Authors Meny A , Hayat A, Eldigire M, Kaleem M, Alharbi N , Albaz N, Sami W 

Received 15 March 2023

Accepted for publication 23 June 2023

Published 30 June 2023 Volume 2023:14 Pages 685—691

DOI https://doi.org/10.2147/AMEP.S410793

Checked for plagiarism Yes

Review by Single anonymous peer review

Peer reviewer comments 2

Editor who approved publication: Dr Md Anwarul Azim Majumder



Areej Meny,1,2 Aalia Hayat,3 Mohamed Eldigire,2,4 Mohammed Kaleem,5 Nouf Alharbi,2,6 Noof Albaz,2,6 Waqas Sami7

1Department of Occupational Therapy, College of Applied Medical Sciences, King Saud bin Abdulaziz University for Health Sciences, Jeddah, Saudi Arabia; 2King Abduallah International Medical Research Center, Riyadh, Saudi Arabia; 3Department of Psychiatry, Maternity and Children Hospital, Makkah, Ministry of Health, Makkah, Saudi Arabia; 4Department of Basic Sciences, King Saud Bin Abdulaziz University for Health Sciences, Jeddah, Saudi Arabia; 5Department of Nursing, Alhajla Primary Care Center, Makkah, Ministry of Health, Makkah, Saudi Arabia; 6Department of Medical Education, College of Medicine, King Saud bin Abdulaziz University for Health Sciences, Jeddah, Saudi Arabia; 7Department of Pre-Clinical Affairs, College of Nursing, QU Health, Qatar University, Doha, Qatar

Correspondence: Areej Meny, Email [email protected]

Purpose: To compare the effectiveness of using role-play simulation as a possible alternative to real-patient training to teach transferal skills to occupational therapy students.
Patients and Methods: Seventy-one occupational therapy students (including those in their second, third and fourth years) participated in a quasi-experimental study. The students were randomly divided into two groups. One group received role-play simulation at the university. The other received training on real patients with mild to moderate stroke and spinal cord injury (one session/week for six weeks) in clinical (inpatient) settings in Jeddah to learn patient transferring skills. Student performance was taken as a measure of teaching method effectiveness, and was evaluated by using a validated OSCE-type assessment tool developed at the end of training. The tool showed good reliability (Cronbach’s α was > 0.7) and inter-reliability (Kappa < 0.001).
Results: A total number of 71 students participated in the study. The majority of the students were female (66.2%, N=47) and 33.8% (N=24) were male. About 33.8% (N=24) of students were in the second year, 29.6% (N=21) were in the third year and 36.6% (N=26) were in the fourth year. There were 36 (49.3%) students in the simulation group The mean age of the students was 20.70 (SD=1.2). There was no significant difference in the students’ performance in both groups with a P-value of 0.139. 
Conclusion: Role-play simulation can effectively be used for students’ training as there was no difference in the outcome of the students’ performance in patient transferring skills in both groups. This finding can help in designing and implementing training through simulation, especially in situations where training on severely ill patients may be a safety risk.

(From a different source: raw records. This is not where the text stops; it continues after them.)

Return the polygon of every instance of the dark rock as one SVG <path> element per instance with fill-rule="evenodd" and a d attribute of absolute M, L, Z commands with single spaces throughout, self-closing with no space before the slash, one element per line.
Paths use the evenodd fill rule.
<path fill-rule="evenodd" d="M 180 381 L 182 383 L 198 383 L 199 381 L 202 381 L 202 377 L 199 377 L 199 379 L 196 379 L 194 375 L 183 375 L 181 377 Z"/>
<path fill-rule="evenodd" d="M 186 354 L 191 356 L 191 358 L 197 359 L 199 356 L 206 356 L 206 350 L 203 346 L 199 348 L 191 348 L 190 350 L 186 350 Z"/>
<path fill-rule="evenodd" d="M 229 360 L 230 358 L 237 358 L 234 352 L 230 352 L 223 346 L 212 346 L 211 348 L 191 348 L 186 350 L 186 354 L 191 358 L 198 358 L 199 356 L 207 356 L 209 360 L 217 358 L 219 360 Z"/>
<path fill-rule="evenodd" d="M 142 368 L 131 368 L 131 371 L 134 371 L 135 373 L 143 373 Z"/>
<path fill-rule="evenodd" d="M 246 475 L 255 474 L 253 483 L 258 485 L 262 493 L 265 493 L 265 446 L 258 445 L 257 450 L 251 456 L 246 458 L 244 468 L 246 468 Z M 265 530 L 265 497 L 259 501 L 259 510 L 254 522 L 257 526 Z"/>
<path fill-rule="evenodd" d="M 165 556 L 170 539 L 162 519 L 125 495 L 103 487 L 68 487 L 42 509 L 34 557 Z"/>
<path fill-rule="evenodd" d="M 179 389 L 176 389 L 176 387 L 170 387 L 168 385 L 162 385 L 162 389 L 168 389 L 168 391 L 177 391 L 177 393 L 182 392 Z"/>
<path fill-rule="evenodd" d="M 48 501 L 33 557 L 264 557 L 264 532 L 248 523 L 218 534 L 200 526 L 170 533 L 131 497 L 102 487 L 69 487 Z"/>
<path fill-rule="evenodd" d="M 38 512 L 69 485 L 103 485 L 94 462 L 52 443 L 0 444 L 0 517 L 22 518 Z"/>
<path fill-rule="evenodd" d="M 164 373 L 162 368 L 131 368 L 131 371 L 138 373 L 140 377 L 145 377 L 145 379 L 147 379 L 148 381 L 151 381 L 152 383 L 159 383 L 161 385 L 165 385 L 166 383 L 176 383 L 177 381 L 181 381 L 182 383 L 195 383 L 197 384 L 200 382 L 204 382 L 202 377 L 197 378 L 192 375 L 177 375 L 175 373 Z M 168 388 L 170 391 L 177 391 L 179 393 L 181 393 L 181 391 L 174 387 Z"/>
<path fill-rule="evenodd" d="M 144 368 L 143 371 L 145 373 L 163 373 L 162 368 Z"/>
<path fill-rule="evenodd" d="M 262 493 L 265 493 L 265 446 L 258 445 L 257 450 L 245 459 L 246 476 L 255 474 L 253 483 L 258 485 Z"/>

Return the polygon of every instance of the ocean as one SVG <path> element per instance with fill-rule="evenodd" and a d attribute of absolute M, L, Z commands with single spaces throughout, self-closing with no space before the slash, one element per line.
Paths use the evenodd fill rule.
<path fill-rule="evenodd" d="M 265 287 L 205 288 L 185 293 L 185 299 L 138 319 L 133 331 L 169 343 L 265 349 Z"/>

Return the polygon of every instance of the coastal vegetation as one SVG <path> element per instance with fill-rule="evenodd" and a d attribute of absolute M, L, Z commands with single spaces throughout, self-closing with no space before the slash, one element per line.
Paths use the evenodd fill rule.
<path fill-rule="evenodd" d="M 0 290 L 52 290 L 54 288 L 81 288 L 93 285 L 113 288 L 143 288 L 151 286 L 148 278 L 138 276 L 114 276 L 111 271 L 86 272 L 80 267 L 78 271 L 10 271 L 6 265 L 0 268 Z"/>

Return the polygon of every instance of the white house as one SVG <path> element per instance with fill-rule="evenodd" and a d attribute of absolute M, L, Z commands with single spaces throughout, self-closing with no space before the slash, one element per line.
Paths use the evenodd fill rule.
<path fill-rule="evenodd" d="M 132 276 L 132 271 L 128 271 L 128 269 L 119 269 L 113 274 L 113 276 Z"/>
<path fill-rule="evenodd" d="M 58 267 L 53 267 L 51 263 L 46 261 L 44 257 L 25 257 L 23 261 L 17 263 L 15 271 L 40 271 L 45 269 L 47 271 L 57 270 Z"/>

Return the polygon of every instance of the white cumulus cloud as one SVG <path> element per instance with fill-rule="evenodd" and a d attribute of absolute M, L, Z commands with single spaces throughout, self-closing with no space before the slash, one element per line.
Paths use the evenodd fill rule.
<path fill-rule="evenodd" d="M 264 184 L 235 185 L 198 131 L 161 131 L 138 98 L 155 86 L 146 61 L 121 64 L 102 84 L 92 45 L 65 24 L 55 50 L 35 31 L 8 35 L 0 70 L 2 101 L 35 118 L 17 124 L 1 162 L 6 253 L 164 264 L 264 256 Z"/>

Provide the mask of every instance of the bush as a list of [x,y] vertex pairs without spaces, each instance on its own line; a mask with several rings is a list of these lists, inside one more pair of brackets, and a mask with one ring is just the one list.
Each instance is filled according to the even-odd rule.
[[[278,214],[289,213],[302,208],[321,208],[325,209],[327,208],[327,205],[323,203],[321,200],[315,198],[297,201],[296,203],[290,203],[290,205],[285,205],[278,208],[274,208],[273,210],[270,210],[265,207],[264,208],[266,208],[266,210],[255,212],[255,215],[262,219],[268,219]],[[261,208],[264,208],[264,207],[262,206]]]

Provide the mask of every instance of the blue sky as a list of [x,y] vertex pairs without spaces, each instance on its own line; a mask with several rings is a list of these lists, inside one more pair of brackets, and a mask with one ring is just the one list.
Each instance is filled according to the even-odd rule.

Keywords: occupational therapy students, patient transferring skill, simulation, real patient

Introduction

Patient transferring skill (PTS) is one of the core skills within occupational therapy and can be defined as moving patients from one surface to another surface such as moving from the bed to a wheelchair, wheelchair to chair, and chair to the toilet.1 Patients need to learn how to move from one area to another area to improve their occupational performance in daily living activities in broader contexts.1 Thus, occupational therapy students must learn how to transfer patients from one setting to another, professionally and safely, during their training. It is also essential for them to learn how to teach the patients PTS, so that the patients can independently engage in the community within different environments, such as` malls, schools, and mosques.2

In the health care profession (HCP), acquiring necessary skills in cognition, reasoning, and psychomotor skills is an integral part of learning. To achieve this objective, HCPs need exposure to live patients and scenarios. However, there are ethical concerns, patient safety issues, and other risks involved. Also, many fears and anxieties were found in medical students when they thought about contacting patients for the first time in real-life scenarios. They were fearful about their inadequacies and, felt shy being placed in front of their peers and teachers in case they were judged.3

Many students reported a lack of readiness to start their work with patients in the Intensive Care Unit as they were in critical situations.4 This emphasizes the need to work on their preparedness before working in the real life situations with critical patients.5

Simulation-based teaching can be an answer to this dilemma. In the simulation, the student can be trained without compromising patient safety, keeping in view the ethical considerations, providing hands-on training, and increasing students’ confidence and skills simultaneously. Thus, to perform in today’s demanding medical field, a combination of pedagogy comprising traditional teaching, with simulation-based teaching of psychomotor skills before approaching the real-patient transferring (RPT), could result in the best clinical care providers.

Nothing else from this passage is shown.